Albania’s Growing Love for Massage: How Traditional Chinese Medicine is Blossoming in Tirana

Over the past decade, Albania has seen a quiet but powerful transformation—not just in its skyline or its touristic appeal, but in the way its people approach health and wellness. At the heart of this shift lies an ancient healing art: Traditional Chinese Medicine (TCM).

A Nation Embracing Wellness

Albanians have always valued relaxation and human connection. From the traditional Turkish hammams to family-run beauty salons, massage has long played a role in daily life. But over the last ten years, there has been a remarkable deepening of this appreciation—particularly in the capital, Tirana.

The city has evolved into a vibrant, cosmopolitan hub, now recognized as one of the most promising touristic destinations in the Western Balkans. With this cultural opening has come a curiosity for global wellness practices—and many Albanians have found something special in the holistic approach of Traditional Chinese Medicine.

The TCM Effect

Unlike standard relaxation massages, TCM therapies—such as meridian massage, cupping, acupuncture, and gua sha—focus on balancing the body’s energy flow (Qi), stimulating self-healing, and restoring deep, long-term harmony.

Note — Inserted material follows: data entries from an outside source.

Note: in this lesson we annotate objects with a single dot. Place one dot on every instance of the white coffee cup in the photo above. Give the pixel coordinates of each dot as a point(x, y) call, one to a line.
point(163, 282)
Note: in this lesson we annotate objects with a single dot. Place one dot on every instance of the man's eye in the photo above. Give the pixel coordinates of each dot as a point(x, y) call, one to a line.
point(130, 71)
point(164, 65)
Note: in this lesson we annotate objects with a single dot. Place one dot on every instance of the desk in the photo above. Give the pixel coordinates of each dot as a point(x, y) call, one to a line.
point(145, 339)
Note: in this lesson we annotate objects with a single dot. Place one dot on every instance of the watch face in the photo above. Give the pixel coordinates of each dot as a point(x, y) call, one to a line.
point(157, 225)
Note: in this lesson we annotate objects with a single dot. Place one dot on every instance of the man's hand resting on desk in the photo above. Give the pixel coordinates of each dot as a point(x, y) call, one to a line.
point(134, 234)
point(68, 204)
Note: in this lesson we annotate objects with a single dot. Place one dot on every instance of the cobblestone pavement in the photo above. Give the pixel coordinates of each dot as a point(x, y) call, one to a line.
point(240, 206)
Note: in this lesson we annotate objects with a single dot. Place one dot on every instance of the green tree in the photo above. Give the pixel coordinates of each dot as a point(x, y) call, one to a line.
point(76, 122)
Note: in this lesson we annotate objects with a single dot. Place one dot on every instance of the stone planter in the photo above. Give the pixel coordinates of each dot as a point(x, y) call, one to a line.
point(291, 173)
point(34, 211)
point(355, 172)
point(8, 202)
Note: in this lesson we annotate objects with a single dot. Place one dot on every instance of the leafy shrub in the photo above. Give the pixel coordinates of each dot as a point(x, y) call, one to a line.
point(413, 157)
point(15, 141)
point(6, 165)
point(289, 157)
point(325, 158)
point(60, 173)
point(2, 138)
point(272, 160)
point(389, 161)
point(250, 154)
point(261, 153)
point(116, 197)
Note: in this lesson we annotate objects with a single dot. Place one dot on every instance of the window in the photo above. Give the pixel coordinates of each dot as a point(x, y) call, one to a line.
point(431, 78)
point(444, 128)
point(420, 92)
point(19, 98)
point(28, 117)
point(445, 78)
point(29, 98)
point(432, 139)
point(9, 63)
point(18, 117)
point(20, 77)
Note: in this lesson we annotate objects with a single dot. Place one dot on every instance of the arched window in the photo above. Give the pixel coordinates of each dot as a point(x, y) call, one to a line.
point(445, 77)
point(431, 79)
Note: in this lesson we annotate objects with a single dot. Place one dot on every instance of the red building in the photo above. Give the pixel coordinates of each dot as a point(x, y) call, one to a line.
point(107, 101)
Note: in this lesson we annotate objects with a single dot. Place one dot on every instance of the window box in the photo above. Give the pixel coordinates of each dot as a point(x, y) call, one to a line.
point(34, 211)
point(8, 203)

In the early 2010s, these treatments were largely unfamiliar in Albania. But as international travel increased, and health-conscious living became more mainstream, locals began to seek alternatives to pharmaceuticals and quick fixes.

Word spread. Visitors from Italy, Greece, and Germany—already familiar with Chinese medicine—started asking for it in Tirana. Clinics began offering TCM treatments. And most importantly, Albanians themselves began to experience the lasting effects: reduced stress, better sleep, pain relief, improved digestion, and overall rejuvenation.

Tirana: The Wellness Capital in the Making

Today, you can find wellness centers across Tirana offering specialized Chinese therapies alongside Western-style massage. Locals book regular sessions not only to treat chronic pain or injuries, but to maintain balance in their fast-paced city lives.

Tourists, too, are contributing to this boom. After days of exploring Tirana’s colorful neighborhoods, historic sites, and buzzing cafés, many are discovering the restorative power of a 60-minute meridian therapy session.

A Cultural Connection

There’s something deeply resonant about how TCM is being embraced in Albania. In both cultures, family, longevity, and the importance of living in harmony with nature are highly valued. It’s no surprise that the slow, intentional philosophy behind Chinese medicine is finding a natural home here.

Looking Ahead

As Tirana continues to grow as a regional tourist magnet, it’s likely that Traditional Chinese Medicine will become even more popular—both as a therapeutic option and as a lifestyle choice. Wellness is no longer a luxury here; it’s becoming a way of life.

And as Albanians continue to discover the ancient secrets of balance, energy, and healing, the bond between East and West only deepens—one massage at a time.